Reed promises to experiment in his Manhattan laboratory to find a way to reverse the mutations. (Fans will be happy to see pic retains comicbook’s famous setting, the fictitious Baxter Building.) While Ben is particularly eager to be restored to his former self — even after he attracts romantic interest of a blind beauty played by Kerry Washington — Johnny is first comicbook movie hero since Billy Zane’s “The Phantom” who behaves as though he thinks being a superhero is pretty doggone cool.
Meanwhile, on the other side of Manhattan, Von Doom is going through changes of his own. His skin is slowly becoming flexible metal, and he’s increasingly capable of generating electrical charges from his fingertips.
Throughout the relatively brisk 106 minutes of “Fantastic Four,” it’s hard not to note echoes of the cartoonish superheroics in last year’s “The Incredibles” (a pic obviously inspired by the Marvel comic series).
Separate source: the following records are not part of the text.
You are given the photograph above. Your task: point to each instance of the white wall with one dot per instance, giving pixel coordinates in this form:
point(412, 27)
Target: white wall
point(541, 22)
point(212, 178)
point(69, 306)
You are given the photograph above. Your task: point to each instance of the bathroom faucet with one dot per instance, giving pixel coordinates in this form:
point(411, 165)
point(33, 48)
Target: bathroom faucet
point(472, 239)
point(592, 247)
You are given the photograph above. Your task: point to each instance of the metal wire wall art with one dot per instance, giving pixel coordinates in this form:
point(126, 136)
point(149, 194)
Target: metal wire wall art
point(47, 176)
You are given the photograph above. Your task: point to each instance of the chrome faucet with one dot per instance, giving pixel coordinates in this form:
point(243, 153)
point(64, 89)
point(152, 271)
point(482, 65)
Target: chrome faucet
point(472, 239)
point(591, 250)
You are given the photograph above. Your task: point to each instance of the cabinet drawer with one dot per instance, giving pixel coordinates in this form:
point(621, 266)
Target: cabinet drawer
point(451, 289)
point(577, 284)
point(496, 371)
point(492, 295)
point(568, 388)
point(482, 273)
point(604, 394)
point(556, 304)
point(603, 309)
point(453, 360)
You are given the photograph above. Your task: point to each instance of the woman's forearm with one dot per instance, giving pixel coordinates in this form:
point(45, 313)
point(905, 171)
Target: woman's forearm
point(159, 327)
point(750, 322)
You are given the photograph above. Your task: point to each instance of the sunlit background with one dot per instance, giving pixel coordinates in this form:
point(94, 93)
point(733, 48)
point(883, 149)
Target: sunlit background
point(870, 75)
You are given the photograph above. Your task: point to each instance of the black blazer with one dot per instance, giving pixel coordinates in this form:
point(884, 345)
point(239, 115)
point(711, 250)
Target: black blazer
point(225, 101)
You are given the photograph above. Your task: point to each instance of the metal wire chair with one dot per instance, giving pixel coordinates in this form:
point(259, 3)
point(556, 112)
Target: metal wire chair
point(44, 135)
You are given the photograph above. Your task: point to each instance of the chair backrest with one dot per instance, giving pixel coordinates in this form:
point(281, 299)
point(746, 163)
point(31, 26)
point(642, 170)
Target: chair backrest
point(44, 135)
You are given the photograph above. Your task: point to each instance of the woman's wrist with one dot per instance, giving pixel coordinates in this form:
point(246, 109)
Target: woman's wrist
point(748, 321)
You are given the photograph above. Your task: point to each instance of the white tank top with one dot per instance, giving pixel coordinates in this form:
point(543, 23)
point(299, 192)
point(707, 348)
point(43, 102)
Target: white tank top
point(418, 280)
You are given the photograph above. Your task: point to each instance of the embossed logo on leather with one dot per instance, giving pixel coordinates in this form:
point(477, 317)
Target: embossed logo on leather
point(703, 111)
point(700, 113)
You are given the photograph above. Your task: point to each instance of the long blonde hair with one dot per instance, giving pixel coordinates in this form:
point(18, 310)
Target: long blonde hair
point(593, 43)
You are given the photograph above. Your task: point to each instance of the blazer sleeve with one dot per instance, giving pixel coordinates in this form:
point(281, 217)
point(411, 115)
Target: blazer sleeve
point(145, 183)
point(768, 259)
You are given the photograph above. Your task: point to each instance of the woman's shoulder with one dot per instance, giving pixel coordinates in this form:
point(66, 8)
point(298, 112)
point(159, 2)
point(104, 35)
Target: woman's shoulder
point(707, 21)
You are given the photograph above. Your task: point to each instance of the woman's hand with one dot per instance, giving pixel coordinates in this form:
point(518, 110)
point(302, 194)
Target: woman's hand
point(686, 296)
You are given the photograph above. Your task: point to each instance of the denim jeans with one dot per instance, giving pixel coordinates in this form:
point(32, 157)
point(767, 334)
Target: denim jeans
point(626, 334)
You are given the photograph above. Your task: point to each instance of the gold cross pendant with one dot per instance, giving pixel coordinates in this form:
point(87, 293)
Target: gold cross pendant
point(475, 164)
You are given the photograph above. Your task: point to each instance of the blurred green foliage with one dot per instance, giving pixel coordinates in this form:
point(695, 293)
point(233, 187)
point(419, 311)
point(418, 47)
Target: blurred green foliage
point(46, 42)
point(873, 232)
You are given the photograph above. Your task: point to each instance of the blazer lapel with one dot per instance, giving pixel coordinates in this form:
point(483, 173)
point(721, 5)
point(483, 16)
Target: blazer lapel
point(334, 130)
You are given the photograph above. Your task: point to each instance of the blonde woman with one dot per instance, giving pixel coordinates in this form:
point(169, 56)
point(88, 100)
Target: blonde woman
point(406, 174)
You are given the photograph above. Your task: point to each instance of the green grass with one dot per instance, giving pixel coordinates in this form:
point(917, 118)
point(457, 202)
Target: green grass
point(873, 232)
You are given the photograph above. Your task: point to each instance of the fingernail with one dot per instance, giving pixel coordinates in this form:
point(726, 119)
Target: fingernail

But the free-wheeling jokiness and insult-swapping here are true to spirit to early issues of “Fantastic Four” comic (which debuted in 1961), and also serve to remind how much Ivan Reitman’s comicbookish “Ghostbusters” (1984) owed to Marvel titles.
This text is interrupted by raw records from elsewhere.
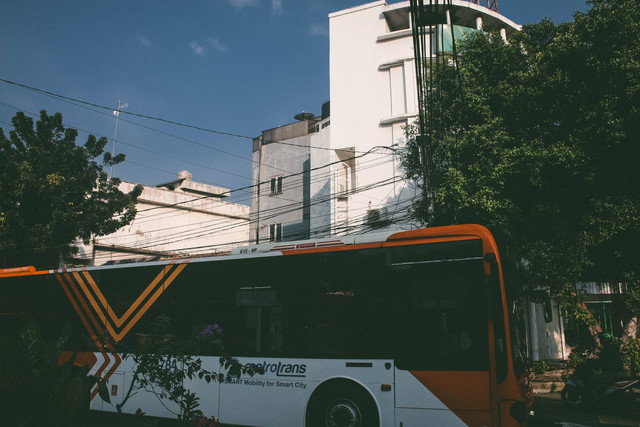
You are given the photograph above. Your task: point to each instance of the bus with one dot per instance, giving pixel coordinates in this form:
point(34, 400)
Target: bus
point(401, 329)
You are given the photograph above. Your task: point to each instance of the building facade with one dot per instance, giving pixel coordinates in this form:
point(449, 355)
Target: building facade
point(177, 219)
point(340, 173)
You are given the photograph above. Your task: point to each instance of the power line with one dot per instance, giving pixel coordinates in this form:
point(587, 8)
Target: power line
point(149, 117)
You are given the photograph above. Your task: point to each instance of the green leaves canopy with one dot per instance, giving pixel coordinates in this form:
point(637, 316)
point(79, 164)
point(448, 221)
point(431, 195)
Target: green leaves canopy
point(54, 191)
point(539, 139)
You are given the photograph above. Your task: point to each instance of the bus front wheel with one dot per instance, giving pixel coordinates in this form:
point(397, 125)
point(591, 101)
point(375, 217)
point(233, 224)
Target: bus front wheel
point(342, 404)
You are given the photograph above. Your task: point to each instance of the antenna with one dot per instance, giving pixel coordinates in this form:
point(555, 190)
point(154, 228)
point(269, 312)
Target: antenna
point(115, 136)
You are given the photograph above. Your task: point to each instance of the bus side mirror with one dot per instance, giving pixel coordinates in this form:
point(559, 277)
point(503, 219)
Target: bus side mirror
point(493, 293)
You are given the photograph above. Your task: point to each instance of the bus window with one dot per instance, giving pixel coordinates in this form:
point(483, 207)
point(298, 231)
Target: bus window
point(440, 319)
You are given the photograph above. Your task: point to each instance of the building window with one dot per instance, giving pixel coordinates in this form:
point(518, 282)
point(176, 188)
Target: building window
point(276, 185)
point(397, 90)
point(275, 232)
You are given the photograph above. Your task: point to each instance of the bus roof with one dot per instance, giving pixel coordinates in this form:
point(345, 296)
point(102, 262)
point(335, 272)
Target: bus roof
point(282, 248)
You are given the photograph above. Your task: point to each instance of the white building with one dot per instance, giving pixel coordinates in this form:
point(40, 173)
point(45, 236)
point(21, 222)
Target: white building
point(180, 218)
point(353, 181)
point(373, 96)
point(340, 173)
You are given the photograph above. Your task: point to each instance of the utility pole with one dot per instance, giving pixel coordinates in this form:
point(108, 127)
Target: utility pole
point(115, 137)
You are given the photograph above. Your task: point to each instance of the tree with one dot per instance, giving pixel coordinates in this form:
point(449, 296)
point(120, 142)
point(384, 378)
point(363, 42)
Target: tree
point(539, 139)
point(54, 191)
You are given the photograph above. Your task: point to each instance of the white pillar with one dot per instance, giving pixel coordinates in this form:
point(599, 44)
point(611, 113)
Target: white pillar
point(503, 34)
point(533, 325)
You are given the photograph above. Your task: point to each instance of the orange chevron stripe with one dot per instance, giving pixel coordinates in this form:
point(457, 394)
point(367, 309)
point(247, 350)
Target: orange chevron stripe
point(85, 304)
point(92, 333)
point(118, 321)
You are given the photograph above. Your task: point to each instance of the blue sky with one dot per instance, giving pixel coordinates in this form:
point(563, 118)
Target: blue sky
point(235, 66)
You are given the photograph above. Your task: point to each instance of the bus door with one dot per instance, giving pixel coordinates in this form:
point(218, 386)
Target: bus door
point(442, 360)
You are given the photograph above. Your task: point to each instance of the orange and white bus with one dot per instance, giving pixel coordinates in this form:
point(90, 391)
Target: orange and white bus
point(387, 329)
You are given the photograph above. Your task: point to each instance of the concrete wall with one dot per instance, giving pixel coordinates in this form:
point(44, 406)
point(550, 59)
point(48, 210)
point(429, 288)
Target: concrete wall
point(173, 223)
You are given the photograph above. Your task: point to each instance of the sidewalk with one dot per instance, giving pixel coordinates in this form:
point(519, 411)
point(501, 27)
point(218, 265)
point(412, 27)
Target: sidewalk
point(551, 411)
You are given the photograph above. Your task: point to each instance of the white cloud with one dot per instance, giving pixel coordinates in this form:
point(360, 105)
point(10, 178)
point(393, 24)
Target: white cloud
point(241, 4)
point(197, 48)
point(318, 30)
point(145, 42)
point(216, 44)
point(276, 7)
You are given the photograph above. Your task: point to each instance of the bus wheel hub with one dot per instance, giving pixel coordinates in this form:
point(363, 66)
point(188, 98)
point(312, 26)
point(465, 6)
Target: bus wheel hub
point(343, 414)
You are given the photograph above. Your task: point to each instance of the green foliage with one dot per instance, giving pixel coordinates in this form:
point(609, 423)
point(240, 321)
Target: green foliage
point(33, 387)
point(538, 139)
point(631, 350)
point(54, 191)
point(164, 364)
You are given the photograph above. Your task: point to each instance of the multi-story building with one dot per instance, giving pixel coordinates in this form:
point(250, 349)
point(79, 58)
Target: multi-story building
point(341, 173)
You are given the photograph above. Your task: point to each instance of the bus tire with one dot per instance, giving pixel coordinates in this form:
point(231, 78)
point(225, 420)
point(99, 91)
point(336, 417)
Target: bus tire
point(342, 404)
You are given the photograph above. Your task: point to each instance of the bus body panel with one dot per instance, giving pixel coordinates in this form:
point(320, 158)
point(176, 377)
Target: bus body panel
point(421, 394)
point(289, 392)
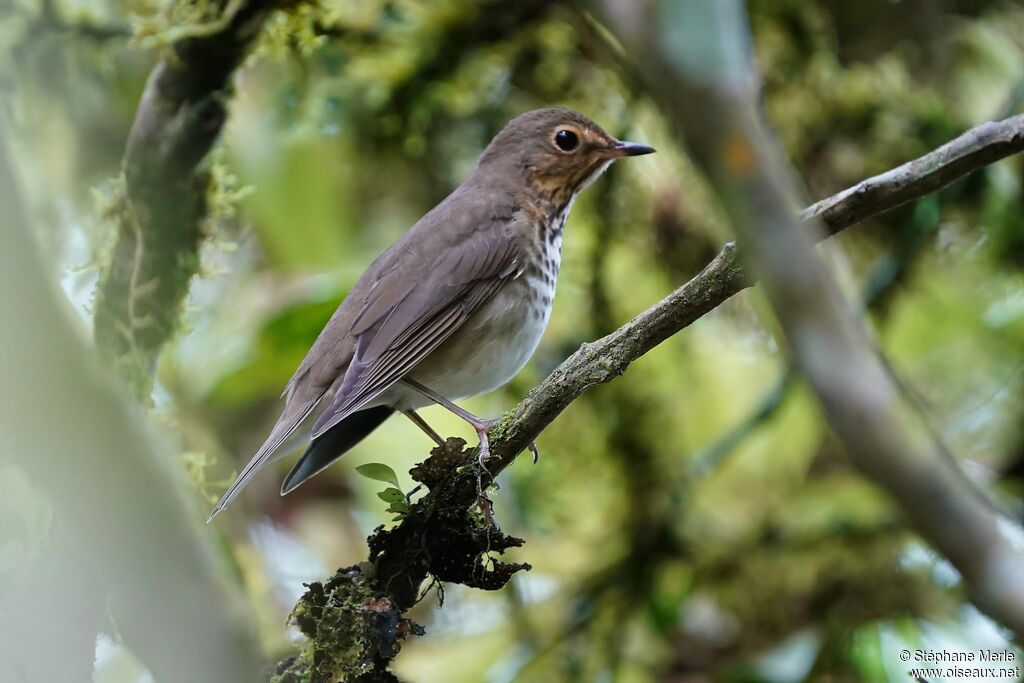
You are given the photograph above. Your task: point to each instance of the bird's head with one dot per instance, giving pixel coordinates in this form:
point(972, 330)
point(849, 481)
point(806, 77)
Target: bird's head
point(557, 151)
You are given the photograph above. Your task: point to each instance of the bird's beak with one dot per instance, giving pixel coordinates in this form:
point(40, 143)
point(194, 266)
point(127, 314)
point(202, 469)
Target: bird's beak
point(623, 148)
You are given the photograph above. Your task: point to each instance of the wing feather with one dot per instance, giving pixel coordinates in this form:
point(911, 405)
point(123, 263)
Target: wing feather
point(465, 278)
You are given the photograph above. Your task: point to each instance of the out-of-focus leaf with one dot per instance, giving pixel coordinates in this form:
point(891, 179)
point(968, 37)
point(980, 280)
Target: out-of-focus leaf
point(380, 472)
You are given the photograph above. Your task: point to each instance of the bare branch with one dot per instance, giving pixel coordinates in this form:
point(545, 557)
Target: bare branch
point(977, 147)
point(884, 435)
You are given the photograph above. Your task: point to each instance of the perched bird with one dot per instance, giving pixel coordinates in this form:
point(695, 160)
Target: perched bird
point(456, 306)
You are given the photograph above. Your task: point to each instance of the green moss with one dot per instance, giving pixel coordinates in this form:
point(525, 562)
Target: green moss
point(352, 630)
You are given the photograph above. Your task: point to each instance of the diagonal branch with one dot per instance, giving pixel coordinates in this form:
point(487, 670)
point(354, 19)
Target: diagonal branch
point(884, 435)
point(437, 538)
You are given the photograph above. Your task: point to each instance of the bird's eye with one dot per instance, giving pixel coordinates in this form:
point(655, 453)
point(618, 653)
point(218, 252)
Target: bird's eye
point(566, 140)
Overall lightness of tone does much to sustain audience’s good will during displays of f/x that appear expensive and cheesy all at once. There is a rushed and slipshod feel to large swaths of pic, along with tell-tale signs of last-minute reshooting, recutting and rethinking. Among the more glaring continuity goofs: Ben storms past Johnny to go up in an elevator on his way out of the Baxter Building. Earlier, pic established that Ben couldn’t ride the elevator due to his increased weight.
Helmer Tim Story evidences little in the way of visual flair or storytelling panache — pic often comes off like a routine TV pilot — but he does encourage the four leads to develop nicely seriocomic give-and-take.
Evans gives a charismatic breakout performance that recalls Dennis Quaid’s exuberant turn as Gordon Cooper in “The Right Stuff.”
Chiklis is thoroughly credible and hilariously blustery, despite handicap of wearing face and body makeup that never looks like anything but makeup. Gruffudd and Alba appear a shade too young for their parts, but acquit themselves reasonably well. McMahon might have done better to play a little bigger as Victor Von Doom.
Inexplicably, family-friendly “Fantastic Four” has been branded PG-13, same MPAA rating applied to the darker, edgier and scarier “War of the Worlds” and “Batman Begins.” Only possible explanation: occasional shots of Sue’s underwear floating hither and yon while Sue herself remains unseen.